Dairy farmers are the canary in the coalmine for many people out in the general community, but there are many primary producers, whether in horticulture or fruit and veg and in all sorts of processed goods, who have to meet price targets. Some of them even have to pay for the retailers' advertising. They get a price but then they get told that they have to have rebates and they have to pay for advertising and they have to pay for shelf space. All this is under the radar and not seen unless you're in the industry.
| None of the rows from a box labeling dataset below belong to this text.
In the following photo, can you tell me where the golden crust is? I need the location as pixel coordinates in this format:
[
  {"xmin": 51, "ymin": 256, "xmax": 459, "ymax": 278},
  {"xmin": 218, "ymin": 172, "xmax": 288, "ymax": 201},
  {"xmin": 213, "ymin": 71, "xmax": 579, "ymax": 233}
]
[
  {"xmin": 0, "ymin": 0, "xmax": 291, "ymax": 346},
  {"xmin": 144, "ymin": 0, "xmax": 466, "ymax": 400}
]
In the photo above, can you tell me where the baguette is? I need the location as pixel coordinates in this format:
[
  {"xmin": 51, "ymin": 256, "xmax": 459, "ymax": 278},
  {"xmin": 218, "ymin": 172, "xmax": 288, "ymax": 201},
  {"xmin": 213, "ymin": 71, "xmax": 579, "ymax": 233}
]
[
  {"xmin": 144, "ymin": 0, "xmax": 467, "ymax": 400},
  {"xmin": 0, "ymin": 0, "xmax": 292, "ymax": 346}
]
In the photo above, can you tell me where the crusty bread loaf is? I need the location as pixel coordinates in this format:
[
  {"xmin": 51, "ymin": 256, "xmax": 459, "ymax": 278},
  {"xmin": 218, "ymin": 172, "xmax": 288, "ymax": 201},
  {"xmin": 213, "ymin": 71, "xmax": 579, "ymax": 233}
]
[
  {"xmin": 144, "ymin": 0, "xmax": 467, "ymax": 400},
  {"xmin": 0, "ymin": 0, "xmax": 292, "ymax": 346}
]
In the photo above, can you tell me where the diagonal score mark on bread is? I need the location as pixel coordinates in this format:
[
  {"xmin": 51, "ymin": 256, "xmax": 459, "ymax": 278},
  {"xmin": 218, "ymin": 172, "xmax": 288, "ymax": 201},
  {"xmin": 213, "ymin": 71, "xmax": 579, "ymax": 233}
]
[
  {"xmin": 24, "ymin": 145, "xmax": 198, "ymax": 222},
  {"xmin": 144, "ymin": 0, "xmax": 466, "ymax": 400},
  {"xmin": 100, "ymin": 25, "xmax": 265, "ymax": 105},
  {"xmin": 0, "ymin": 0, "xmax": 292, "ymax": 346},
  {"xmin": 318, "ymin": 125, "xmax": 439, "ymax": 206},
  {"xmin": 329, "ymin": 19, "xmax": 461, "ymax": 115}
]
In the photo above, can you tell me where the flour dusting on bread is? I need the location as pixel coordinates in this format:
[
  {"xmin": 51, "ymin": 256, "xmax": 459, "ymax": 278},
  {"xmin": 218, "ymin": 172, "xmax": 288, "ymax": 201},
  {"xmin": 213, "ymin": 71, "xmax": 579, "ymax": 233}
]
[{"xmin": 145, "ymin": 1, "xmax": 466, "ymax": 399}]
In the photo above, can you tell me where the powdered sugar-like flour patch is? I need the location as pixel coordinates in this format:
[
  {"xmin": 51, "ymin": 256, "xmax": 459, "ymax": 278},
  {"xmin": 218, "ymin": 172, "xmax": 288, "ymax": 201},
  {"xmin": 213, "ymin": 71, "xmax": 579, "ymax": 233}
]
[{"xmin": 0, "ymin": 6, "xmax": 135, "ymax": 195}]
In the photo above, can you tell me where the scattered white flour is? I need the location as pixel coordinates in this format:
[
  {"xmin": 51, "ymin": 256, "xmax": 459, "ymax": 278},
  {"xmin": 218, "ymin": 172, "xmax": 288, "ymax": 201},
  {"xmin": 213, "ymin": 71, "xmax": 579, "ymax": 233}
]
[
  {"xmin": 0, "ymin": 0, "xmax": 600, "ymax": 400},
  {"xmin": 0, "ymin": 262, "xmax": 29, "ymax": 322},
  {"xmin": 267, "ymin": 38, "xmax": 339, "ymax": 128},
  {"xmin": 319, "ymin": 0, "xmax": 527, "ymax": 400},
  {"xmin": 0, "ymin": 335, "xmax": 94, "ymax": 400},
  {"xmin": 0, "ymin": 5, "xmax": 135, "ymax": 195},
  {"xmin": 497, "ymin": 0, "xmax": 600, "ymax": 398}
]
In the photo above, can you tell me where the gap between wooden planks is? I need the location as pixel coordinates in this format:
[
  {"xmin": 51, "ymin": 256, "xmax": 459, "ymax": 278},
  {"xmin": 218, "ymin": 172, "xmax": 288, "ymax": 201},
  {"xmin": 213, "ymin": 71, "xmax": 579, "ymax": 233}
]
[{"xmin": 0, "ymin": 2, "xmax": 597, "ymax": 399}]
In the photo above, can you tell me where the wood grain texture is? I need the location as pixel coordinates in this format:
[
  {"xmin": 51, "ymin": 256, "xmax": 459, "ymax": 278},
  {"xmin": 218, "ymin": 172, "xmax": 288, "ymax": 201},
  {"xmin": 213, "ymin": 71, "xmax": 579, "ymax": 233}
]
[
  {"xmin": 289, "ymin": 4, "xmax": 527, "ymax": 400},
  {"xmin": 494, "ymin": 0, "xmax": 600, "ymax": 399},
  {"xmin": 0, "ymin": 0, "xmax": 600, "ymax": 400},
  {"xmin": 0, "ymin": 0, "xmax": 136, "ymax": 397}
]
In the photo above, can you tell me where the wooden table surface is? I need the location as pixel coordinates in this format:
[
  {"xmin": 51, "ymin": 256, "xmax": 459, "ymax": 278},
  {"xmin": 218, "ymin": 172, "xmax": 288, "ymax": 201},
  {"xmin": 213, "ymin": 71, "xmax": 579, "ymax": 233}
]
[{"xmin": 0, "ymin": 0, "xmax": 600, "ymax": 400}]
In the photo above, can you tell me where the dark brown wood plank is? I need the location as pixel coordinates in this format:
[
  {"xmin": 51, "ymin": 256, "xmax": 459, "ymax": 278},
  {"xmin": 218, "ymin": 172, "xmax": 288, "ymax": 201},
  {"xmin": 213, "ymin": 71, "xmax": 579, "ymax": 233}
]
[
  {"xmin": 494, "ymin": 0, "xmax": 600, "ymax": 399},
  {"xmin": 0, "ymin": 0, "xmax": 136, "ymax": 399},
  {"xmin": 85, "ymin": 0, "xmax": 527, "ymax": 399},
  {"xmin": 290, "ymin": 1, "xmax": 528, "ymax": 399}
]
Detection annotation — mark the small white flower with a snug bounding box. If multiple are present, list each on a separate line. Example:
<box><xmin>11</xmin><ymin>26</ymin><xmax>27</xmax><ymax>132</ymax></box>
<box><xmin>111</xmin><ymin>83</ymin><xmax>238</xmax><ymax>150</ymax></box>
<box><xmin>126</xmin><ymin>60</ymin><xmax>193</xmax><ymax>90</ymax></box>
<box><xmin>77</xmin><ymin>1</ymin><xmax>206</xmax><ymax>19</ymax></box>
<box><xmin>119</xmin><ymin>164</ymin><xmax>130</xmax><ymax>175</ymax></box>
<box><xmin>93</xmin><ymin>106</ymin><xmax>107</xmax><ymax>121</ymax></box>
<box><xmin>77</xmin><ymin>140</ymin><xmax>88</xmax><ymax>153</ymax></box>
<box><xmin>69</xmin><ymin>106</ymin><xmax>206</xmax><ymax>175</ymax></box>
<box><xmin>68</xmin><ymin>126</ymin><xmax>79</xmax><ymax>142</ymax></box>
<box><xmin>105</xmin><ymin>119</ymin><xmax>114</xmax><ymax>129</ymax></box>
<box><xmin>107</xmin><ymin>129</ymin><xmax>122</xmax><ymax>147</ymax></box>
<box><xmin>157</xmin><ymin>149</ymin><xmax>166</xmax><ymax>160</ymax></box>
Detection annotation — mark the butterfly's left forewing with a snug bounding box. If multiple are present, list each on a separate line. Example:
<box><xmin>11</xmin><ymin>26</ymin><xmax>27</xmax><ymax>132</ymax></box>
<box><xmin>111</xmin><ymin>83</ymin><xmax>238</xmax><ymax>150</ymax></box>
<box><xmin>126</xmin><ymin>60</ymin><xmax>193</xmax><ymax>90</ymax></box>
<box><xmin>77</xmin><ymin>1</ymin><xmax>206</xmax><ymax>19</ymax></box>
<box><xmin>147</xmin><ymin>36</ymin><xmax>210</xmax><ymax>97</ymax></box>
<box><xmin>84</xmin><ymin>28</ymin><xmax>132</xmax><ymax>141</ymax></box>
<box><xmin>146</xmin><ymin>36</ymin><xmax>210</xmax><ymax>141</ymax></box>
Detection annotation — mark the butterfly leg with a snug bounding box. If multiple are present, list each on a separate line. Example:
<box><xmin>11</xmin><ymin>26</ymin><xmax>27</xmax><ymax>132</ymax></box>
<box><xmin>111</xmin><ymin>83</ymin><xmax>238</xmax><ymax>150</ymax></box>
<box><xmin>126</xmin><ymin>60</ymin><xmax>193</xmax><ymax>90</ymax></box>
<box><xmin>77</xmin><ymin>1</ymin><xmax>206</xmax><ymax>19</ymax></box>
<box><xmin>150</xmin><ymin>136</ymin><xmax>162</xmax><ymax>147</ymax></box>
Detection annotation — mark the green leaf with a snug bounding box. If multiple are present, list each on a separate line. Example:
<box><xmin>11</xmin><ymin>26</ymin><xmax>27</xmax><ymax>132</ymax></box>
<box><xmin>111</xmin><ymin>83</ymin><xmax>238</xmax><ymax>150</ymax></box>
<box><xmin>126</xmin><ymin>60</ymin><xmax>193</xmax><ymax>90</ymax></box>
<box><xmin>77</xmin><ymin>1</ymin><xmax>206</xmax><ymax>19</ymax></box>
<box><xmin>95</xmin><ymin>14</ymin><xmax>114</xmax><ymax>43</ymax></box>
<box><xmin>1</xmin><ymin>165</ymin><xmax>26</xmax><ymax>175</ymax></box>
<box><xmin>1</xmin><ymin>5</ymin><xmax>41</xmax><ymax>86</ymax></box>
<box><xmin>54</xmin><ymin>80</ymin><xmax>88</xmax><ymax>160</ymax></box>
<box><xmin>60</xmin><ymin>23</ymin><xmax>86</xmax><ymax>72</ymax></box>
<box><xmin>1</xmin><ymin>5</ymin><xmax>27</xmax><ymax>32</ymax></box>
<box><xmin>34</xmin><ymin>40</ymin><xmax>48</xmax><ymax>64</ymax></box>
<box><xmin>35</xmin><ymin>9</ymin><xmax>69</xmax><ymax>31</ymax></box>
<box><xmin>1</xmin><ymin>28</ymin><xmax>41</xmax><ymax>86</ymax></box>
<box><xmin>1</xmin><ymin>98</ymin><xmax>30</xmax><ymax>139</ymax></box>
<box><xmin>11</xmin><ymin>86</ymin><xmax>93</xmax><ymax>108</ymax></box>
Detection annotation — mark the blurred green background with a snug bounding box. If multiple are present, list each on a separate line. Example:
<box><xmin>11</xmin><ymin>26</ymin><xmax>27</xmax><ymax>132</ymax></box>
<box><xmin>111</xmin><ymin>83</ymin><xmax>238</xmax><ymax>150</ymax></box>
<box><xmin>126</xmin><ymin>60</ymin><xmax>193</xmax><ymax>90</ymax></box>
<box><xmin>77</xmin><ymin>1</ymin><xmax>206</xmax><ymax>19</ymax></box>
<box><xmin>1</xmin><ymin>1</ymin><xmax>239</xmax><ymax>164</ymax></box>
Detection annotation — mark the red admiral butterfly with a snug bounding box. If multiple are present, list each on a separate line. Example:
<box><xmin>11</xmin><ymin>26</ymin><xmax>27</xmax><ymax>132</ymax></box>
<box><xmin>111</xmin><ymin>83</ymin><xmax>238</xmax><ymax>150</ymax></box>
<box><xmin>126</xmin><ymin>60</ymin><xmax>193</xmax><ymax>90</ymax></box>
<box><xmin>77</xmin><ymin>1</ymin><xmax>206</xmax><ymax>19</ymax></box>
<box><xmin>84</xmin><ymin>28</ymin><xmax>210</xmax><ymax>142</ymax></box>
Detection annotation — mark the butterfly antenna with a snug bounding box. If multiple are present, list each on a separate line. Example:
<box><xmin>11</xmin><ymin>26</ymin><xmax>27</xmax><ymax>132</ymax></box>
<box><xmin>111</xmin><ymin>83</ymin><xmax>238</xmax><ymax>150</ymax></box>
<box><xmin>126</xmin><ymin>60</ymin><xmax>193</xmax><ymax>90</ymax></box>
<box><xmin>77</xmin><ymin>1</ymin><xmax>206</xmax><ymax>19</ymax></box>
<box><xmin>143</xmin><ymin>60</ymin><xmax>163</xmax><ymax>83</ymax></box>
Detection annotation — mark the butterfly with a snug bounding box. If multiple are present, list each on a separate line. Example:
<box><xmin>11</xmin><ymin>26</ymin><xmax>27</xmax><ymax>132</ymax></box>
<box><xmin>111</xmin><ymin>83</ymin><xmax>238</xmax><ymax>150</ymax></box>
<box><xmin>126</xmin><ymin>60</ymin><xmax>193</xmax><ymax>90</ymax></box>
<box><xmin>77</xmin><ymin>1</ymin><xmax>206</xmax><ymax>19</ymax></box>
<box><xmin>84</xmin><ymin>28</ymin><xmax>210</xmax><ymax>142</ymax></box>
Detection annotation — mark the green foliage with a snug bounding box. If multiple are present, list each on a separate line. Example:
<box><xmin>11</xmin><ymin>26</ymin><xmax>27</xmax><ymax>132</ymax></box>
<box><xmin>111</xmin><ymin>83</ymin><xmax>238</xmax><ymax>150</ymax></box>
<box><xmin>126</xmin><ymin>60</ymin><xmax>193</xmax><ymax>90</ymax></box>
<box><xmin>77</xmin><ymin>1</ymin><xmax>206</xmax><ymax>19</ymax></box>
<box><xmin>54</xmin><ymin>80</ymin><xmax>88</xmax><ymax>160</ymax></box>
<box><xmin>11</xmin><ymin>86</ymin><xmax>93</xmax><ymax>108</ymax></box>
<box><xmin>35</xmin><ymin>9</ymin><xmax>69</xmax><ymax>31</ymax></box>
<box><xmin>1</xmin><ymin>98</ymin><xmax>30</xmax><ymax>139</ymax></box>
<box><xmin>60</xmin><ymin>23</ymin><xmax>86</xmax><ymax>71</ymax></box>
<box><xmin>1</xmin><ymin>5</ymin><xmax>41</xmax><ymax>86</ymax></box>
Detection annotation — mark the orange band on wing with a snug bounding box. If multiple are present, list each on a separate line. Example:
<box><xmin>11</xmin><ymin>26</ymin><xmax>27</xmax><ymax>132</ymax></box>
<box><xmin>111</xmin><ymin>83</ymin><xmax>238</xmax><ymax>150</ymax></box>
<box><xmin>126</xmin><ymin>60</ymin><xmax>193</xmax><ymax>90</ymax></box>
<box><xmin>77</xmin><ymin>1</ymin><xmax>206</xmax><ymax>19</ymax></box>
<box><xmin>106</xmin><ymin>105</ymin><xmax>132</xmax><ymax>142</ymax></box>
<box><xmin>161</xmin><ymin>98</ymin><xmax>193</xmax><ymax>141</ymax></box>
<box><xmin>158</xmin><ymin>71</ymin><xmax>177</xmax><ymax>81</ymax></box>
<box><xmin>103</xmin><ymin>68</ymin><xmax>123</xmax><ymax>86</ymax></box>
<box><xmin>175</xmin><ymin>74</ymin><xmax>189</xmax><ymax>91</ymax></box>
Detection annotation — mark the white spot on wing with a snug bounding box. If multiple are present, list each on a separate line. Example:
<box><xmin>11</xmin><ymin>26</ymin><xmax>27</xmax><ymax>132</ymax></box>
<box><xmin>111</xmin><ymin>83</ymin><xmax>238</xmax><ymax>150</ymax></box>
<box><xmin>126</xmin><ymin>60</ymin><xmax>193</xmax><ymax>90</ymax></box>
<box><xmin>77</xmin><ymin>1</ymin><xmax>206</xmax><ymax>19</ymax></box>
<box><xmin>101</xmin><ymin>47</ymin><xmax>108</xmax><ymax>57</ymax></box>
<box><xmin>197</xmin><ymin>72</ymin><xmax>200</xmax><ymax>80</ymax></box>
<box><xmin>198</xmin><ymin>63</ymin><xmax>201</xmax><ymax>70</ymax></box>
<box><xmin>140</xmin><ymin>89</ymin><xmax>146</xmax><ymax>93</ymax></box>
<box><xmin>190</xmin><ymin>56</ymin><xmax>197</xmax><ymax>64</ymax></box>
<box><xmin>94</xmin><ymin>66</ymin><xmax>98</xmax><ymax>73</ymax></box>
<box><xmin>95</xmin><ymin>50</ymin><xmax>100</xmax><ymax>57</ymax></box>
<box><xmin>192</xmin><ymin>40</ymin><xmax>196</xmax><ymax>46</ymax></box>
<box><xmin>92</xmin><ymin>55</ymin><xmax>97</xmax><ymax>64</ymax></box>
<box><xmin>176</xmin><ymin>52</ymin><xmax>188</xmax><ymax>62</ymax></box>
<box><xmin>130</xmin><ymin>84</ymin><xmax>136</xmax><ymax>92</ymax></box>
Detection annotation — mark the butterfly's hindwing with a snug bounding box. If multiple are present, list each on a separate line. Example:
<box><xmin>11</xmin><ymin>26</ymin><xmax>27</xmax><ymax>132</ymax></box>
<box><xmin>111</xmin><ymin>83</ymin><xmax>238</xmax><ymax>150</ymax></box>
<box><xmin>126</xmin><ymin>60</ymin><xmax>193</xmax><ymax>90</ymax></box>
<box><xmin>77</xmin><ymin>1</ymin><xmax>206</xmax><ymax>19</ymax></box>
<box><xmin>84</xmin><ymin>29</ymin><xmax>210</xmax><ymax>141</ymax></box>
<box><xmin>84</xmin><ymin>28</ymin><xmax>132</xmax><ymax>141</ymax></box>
Dairy farmers have a very perishable product, like sugar, and they are price-takers, not price-makers. There is a huge bargaining imbalance between dairy farmers and their most common negotiator body, the processors, but there are some that deal directly with the retailers. Dollar-a-litre milk was the epitome. It was ruinous to many processors as much as it was to dairy farmers because there was a huge knock-on effect. The value of processors' brand milks that they'd built up over generations was destroyed, was cut away with the switch in the milk volumes that they had to put into the no-brand milks. So they would get their premium brand price, but the volume switched. It was the old switcheroo, so then retailers could say, 'Okay, we're giving processor X or processor Y their premium price, but next year we're only buying 30 per cent of the volume that they sell us at that premium price and you'll pay a different price.' So, standard terms in these contracts are due to change.

The long-awaited mandatory dairy code of conduct will address a lot of these egregious imbalances, but, as I see it, the problem starts at the top end in many instances. The prices negotiated between the major retailers with the processors are then passed on with unfavourable terms to the producer of the milk, the dairy farmer. All the risk is weighted at the bottom, onto the producer; they take the risk but they don't get the reward. Contract reform measures in the mandatory dairy code of conduct need to come in as a matter of urgency. The exposure draft is coming down the barrel of the legislative process. It's only a regulation. It can't come soon enough. Paradoxically, it is also hurting retailers, because many consumers use milk as a staple, as a benchmark for what other things cost, so they think everything's cheap.

Milk is a very nutritious product. The whole processing industry relies on fresh milk, but the rate of departure from the dairy-producing workforce is scary, and it's accelerating. We will all lose if this continues: the processors won't have enough fresh milk to process, the supermarkets won't have enough fresh product, and we will be losing industry as well as farmers and relying on imports.